Knowledge and improvements are to be got by sailing and posting for that purpose; but whether useful knowledge and real improvements is all a lottery; — and even where the adventurer is successful, the acquired stock must be used with caution and sobriety, to turn to any profit: — but, as the chances run prodigiously the other way, both as to the acquisition and application, I am of opinion that a man would act as wisely, if he could prevail upon himself to live contented without foreign knowledge or foreign improvements, especially if he lives in a country that has no absolute want of either — and indeed, much grief of heart has it oft and many a time cost me, when I have observed how many a foul step the inquisitive traveller has measured to see sights and look into discoveries; all which, as Sancho Panza said to Don Quixote, they might have seen dry-shod at home.
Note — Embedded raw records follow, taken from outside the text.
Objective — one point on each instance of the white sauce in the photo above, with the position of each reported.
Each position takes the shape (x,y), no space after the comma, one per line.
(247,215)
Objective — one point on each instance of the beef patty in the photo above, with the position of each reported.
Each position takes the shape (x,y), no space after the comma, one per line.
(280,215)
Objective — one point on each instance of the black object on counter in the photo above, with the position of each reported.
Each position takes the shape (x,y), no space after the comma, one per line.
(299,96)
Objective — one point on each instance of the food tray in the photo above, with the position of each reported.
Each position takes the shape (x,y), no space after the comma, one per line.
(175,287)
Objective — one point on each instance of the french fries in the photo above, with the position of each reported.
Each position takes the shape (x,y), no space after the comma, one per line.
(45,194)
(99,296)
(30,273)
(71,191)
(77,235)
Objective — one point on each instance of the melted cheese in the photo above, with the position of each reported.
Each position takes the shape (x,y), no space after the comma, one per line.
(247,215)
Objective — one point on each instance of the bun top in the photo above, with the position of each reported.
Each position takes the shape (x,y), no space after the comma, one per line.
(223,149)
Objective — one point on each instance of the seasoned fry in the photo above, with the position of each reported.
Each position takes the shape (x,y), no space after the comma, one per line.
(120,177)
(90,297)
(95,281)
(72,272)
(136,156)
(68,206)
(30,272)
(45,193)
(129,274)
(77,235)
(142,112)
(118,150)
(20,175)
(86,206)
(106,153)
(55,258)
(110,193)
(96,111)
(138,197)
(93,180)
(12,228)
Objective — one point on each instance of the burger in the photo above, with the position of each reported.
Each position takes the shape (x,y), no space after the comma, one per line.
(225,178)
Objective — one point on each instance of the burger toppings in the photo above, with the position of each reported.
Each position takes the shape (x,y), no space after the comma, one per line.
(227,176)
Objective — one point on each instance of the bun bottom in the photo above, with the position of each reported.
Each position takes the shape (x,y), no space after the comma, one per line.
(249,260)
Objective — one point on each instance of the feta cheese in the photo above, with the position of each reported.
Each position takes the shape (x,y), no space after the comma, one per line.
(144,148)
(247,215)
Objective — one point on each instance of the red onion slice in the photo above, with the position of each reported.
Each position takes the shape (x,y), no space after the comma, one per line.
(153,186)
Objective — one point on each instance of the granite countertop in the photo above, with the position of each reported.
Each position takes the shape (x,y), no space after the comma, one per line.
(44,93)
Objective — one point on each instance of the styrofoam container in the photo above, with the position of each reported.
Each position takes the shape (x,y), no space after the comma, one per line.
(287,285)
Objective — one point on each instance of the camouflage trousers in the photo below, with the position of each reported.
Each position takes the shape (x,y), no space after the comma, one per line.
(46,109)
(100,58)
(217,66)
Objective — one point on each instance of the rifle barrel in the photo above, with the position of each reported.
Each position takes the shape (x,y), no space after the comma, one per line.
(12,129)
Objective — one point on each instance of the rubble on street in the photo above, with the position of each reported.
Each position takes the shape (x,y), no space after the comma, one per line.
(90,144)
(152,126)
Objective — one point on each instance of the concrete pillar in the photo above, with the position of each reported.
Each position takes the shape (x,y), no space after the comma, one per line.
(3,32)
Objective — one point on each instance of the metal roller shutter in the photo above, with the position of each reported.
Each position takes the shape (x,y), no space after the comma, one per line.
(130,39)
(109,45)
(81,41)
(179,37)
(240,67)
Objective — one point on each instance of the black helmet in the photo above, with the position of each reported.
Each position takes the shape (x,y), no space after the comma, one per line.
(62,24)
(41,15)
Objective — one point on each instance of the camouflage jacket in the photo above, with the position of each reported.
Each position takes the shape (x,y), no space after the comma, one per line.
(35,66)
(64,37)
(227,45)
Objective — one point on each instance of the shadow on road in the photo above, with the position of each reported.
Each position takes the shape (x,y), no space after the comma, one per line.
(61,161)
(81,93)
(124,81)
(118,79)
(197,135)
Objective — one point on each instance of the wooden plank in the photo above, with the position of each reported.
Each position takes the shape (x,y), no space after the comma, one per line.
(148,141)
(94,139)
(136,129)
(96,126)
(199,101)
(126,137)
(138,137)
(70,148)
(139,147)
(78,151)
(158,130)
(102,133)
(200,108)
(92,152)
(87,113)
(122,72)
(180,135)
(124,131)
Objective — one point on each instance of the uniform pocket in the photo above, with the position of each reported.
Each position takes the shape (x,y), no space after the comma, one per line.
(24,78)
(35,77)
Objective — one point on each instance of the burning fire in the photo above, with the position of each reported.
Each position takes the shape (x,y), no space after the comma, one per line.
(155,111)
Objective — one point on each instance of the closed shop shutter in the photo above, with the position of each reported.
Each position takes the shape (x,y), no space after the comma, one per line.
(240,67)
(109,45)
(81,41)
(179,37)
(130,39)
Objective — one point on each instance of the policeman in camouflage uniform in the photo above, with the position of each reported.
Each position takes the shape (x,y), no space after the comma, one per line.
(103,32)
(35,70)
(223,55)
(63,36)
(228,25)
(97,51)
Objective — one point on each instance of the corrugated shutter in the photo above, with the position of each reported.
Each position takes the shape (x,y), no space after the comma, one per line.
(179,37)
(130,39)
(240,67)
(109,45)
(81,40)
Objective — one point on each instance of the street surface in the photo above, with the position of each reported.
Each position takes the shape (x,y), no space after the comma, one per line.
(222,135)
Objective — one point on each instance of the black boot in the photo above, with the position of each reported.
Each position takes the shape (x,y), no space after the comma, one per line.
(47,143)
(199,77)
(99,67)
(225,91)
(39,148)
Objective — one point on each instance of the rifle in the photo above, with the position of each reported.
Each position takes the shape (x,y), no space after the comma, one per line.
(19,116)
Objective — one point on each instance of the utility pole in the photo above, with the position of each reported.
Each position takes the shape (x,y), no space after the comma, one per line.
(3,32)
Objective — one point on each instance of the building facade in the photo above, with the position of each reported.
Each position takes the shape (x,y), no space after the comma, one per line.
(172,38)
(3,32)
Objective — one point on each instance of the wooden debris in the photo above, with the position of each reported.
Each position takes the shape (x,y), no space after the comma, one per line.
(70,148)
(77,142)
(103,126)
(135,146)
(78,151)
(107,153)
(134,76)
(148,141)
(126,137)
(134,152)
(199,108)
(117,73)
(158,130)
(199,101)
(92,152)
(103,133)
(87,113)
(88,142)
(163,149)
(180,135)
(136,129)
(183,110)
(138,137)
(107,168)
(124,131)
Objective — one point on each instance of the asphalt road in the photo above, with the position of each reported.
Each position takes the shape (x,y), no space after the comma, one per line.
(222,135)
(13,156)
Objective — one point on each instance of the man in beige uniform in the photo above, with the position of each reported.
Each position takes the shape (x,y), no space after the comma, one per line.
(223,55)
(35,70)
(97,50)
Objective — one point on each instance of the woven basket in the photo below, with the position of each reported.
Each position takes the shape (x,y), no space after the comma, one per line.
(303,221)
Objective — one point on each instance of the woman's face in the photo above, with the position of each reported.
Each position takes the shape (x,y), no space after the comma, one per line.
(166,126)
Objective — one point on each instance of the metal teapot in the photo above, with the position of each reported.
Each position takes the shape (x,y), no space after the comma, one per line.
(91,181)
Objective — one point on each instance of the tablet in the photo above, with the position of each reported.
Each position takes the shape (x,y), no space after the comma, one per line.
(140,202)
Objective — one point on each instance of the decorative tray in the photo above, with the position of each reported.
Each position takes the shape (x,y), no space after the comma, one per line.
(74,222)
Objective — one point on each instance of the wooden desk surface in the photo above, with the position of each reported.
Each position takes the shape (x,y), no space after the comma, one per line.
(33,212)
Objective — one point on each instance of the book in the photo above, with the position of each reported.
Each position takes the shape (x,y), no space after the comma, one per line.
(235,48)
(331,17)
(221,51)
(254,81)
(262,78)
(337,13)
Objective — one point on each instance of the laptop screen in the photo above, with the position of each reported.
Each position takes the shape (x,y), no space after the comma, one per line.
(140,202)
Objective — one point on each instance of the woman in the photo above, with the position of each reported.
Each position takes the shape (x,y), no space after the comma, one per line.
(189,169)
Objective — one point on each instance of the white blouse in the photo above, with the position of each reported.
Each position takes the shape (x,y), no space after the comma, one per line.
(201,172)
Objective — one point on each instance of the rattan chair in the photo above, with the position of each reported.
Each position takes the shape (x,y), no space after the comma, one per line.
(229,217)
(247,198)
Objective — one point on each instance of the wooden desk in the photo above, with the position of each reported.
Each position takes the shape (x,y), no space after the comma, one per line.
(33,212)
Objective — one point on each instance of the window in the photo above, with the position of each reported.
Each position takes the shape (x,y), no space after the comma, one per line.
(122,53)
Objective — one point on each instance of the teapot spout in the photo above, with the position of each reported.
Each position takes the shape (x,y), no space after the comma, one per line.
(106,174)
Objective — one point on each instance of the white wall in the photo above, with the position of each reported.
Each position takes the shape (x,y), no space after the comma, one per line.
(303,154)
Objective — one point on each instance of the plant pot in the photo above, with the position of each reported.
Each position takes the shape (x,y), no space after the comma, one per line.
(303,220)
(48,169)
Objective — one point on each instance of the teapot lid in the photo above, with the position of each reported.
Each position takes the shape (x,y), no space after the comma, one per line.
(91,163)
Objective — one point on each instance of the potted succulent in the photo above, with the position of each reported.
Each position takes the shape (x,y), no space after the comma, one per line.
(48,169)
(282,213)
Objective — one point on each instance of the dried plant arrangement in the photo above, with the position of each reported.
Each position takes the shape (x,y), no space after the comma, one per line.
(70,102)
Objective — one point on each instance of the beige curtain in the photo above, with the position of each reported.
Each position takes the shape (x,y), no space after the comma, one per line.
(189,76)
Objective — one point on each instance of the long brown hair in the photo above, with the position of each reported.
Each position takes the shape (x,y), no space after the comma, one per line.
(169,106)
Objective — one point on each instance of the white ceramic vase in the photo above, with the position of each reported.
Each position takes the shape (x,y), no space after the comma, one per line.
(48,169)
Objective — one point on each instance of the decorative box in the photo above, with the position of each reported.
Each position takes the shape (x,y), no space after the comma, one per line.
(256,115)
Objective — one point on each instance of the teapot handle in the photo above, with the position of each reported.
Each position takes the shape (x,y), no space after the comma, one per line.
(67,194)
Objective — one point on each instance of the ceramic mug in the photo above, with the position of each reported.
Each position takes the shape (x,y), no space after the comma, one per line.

It is an age so full of light, that there is scarce a country or corner in Europe whose beams are not crossed and interchanged with others. ["Preface. In the Désobligeant," pp. 16-17]

Commentary

Although at his point, Yorick has the qualities of an ideallistic picaresque hero, he lacks the street-wise companion of Cervantes's Don Quixote, a deficit that Sterne will shortly address by introducing La Fleur. The illustrator, however, sees to have been interested in the implications of Sterne's describing Don Quixote and Sancho as having encountered difficulties on the Don's quest ("they might have seen dry-shod at home"), as he depicts the protagonist and his mount, Rosinante, on the ground, while Sancho and his ass safely observe the scene, and Sancho remarks that, in essence, travelling is a pointless activity. However, as Katherine Turner points out, “In fact, Sancho says this to his wife, not to his master: ‘if God would permit me to eat my bread, dry-shod at home, without dragging me over clifts and cross-paths . . . my joy would be more firm and perfect; whereas, that which I feel at present, is mingled with the melancholy thoughts of leaving thee, my duck’” (Don Quixote, II, i. 5. 450). [p. 67n2]

Bibliography

Sterne, Laurence. A Sentimental Journey through France and Italy. Illustrated with one hundred engravings on wood, by Bastin and G. Nichols, from original designs by Jacque and Fussell. London: Joseph Thomas, 1841.

Sterne, Laurence. A Sentimental Journey through France and Italy. With 100 illustrations by Tony Johannot. London: Willoughby, 1857.

Turner, Katherine. "Notes." Laurence Sterne's A Sentimental Journey through France and Italy (1768). Peterborough, ON: Broadview, 2010.